Lancées au printemps 2008 sous l'impulsion du président Emmanuel Ethis et de Guy Lobrichon, les Presses universitaires d'Avignon comptent aujourd'hui 33 titres répartis dans trois collections. L'édition publique et universitaire paraît toujours privilégiée par rapport à l'édition privée. Dans l'imaginaire collectif, ces éditions ne connaissent pas de problèmes de budgets, n'ont pas de besoins de rentabilité et ont surtout un creuset d'auteurs dédiés à travers leurs professeurs…

Si ce schéma semble parfois juste, il n'en est rien pour les Presses universitaires d'Avignon. Comme le souligne Guy Lobrichon : “Il est rare qu'une université de notre taille se dote d'une structure éditoriale. Cela rend le projet complexe mais enthousiasmant ! Nous sommes une petite équipe confrontée aux difficultés des éditeurs”. Ainsi, ce sont trois personnes qui travaillent bénévolement à la réalisation des publications : un professeur retraité, l'assistante du Président et une secrétaire comptable. Les choix éditoriaux se réalisent au sein d'un comité éditorial composé de professionnels de l'édition et de membres de l'université. N'ayant pas la maîtrise des logiciels de mise en page, c'est une structure partenaire qui sous-traite la PAO et gère l'impression auprès des imprimeurs.
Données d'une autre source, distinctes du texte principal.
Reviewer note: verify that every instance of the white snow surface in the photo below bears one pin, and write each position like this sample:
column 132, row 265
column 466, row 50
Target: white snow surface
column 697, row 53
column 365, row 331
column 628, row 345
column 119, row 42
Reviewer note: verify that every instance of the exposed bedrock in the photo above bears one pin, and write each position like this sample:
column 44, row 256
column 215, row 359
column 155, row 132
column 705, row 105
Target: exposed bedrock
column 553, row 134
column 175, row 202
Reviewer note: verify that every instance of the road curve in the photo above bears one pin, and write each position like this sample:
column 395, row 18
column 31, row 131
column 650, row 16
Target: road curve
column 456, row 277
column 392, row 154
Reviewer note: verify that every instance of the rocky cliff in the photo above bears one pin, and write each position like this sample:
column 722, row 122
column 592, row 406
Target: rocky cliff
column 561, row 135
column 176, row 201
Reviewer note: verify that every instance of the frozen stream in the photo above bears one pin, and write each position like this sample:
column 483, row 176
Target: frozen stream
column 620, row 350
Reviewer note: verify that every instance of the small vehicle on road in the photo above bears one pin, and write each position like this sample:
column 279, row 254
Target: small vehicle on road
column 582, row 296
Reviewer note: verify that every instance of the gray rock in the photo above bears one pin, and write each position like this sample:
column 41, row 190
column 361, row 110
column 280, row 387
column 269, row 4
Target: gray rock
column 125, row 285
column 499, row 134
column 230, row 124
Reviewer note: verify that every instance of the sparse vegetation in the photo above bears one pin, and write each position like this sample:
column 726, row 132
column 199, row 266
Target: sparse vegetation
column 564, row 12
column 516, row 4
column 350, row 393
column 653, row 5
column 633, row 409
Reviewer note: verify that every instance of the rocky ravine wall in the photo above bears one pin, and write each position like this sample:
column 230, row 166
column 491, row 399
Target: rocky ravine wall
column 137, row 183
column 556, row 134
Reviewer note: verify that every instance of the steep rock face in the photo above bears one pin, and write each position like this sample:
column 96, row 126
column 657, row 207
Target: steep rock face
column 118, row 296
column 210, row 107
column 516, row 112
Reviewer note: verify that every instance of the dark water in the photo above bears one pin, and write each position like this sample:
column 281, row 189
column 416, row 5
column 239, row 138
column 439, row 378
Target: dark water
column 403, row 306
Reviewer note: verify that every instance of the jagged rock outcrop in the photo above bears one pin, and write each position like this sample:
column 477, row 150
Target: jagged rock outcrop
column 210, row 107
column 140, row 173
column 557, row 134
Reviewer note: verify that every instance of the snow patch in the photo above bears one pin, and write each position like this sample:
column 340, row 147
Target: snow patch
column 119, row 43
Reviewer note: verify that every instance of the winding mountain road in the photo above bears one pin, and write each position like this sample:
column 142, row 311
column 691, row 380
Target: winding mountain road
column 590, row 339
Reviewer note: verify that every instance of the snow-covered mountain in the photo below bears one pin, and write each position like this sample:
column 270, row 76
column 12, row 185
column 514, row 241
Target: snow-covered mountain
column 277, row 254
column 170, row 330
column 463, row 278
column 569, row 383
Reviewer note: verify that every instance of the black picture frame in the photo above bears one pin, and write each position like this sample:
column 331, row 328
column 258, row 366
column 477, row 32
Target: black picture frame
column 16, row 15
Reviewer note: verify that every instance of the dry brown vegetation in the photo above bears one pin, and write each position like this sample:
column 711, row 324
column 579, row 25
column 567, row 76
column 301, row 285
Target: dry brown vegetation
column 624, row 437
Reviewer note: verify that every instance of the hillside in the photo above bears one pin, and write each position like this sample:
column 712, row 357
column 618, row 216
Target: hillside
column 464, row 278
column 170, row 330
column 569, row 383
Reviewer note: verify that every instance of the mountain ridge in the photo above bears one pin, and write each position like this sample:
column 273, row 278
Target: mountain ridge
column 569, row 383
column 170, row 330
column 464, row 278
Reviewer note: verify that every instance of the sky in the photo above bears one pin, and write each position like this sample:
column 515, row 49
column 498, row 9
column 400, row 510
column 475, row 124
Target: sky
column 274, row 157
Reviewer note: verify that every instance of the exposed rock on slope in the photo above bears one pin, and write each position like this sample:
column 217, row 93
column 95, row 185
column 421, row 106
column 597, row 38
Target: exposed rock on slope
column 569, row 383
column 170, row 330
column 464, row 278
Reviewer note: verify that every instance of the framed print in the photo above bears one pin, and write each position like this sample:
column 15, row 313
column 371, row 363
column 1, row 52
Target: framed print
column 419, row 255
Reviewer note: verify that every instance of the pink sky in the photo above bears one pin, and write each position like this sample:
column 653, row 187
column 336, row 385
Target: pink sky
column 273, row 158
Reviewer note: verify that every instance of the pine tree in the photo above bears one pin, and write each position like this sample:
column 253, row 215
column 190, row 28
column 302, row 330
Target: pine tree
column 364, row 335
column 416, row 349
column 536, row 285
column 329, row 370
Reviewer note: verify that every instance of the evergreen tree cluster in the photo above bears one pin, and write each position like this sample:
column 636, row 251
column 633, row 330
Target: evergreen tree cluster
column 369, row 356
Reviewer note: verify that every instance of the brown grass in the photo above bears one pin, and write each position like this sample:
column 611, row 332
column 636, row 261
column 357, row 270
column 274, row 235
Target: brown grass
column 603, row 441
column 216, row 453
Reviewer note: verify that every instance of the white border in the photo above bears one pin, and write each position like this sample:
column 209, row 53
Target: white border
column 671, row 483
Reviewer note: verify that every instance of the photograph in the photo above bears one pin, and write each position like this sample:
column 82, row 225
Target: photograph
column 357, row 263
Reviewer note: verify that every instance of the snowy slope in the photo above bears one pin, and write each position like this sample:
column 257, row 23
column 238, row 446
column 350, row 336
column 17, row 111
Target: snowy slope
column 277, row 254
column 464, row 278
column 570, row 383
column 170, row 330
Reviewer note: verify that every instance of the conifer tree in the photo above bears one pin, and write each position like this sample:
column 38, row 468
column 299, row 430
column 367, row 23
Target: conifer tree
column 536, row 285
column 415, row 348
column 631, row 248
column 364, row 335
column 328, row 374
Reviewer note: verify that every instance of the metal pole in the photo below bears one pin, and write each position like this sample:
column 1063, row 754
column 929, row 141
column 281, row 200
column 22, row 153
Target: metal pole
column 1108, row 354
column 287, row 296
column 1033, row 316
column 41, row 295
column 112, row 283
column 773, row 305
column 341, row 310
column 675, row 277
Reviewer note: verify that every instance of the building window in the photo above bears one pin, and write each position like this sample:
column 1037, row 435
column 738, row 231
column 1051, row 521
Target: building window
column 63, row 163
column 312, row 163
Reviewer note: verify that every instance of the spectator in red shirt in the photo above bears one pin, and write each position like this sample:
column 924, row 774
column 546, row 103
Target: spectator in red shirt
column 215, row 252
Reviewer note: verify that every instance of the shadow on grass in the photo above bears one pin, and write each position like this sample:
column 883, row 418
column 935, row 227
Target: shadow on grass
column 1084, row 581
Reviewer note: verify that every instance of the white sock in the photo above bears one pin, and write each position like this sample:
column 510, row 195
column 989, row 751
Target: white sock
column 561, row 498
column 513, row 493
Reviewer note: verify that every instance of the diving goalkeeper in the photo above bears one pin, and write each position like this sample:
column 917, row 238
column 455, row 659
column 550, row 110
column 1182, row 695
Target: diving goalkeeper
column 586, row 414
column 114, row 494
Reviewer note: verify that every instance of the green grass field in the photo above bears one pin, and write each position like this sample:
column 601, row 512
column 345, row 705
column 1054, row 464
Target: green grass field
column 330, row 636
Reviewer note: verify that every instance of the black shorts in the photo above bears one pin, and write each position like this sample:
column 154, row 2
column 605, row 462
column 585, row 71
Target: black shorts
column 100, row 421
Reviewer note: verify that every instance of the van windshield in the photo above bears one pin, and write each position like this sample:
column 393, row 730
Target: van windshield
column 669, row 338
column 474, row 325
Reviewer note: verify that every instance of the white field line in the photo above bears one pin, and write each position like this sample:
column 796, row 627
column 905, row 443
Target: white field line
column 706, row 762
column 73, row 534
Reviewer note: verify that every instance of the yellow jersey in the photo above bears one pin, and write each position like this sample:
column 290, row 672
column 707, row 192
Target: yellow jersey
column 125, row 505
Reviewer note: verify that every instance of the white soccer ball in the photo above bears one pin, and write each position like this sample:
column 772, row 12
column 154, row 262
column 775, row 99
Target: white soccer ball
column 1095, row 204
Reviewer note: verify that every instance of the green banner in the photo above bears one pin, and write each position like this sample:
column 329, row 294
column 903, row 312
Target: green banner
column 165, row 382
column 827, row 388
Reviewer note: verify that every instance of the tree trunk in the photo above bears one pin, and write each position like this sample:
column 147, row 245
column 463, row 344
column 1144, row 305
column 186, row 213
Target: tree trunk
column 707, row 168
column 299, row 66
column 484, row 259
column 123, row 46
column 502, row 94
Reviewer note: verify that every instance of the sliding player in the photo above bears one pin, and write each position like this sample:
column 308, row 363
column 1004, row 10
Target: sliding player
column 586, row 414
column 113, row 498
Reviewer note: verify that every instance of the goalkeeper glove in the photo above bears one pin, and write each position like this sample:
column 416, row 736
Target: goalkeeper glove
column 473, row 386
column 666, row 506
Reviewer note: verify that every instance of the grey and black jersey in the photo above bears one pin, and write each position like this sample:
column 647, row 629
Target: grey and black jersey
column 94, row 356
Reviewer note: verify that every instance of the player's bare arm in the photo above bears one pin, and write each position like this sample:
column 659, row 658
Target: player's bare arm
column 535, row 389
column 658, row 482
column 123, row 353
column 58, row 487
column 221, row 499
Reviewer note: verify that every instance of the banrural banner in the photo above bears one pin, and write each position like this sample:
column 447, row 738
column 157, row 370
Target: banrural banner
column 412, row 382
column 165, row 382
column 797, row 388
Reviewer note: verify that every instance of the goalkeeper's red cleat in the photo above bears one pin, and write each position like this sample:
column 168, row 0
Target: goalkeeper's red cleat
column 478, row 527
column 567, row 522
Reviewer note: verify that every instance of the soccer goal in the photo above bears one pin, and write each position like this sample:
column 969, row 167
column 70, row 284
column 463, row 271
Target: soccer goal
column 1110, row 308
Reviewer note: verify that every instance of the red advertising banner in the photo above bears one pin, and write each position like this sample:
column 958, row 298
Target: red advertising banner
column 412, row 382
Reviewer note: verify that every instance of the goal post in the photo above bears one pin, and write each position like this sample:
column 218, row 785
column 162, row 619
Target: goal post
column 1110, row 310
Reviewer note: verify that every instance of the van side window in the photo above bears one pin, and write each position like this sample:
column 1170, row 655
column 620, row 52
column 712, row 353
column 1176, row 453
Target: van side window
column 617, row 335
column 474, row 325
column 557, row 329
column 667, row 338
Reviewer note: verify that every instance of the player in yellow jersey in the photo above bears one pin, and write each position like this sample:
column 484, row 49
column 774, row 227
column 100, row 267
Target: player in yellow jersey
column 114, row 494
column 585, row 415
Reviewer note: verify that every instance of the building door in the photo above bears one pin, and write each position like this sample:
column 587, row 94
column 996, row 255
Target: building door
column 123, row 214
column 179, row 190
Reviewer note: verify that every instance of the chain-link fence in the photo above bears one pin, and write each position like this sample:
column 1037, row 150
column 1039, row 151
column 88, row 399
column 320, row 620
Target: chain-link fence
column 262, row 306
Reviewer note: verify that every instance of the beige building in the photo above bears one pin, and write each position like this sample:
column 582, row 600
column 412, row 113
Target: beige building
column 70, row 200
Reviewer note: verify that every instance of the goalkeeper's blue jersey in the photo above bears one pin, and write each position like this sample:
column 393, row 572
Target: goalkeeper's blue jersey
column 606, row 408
Les éditeurs se concentrent donc sur le choix de la ligne éditoriale, la définition des collections, le choix et le travail autour des textes.
C'est ainsi que la ligne éditoriale a été définie en lien avec le cursus “Développement culturel et communication” que propose l'Université, et en lien avec le festival d'Avignon, d'Arles et d'Aix-en-Provence. L'idée a ensuite été de développer les collections :
- “Entrevue” est une collection de livres, de petits formats de 60 à 80 pages, économiquement très abordables. Cette collection présente
les “leçons” que donnent les metteurs en scène, artistes et dramaturges invités à exposer leur travail dans le cadre du festival d'Avignon. La moyenne des publications est de 300 exemplaires.
- La seconde collection porte sur les Rencontres Aix-Arles-Avignon. Les titres présents proviennent généralement de commandes des différents festivals, comme le livre sur les Rencontres européennes de la culture. Généralement tirés à 500 exemplaires, les festivals en achètent en moyenne 420.
- “En Scène” est la troisième collection. Elle s'oriente autour des travaux de sociologie de la culture ou d'oeuvres de création dramatique.
- Une quatrième collection “Enjeux” pourrait bientôt se développer autour de la culture et de son évolution notamment face aux problématiques du numérique.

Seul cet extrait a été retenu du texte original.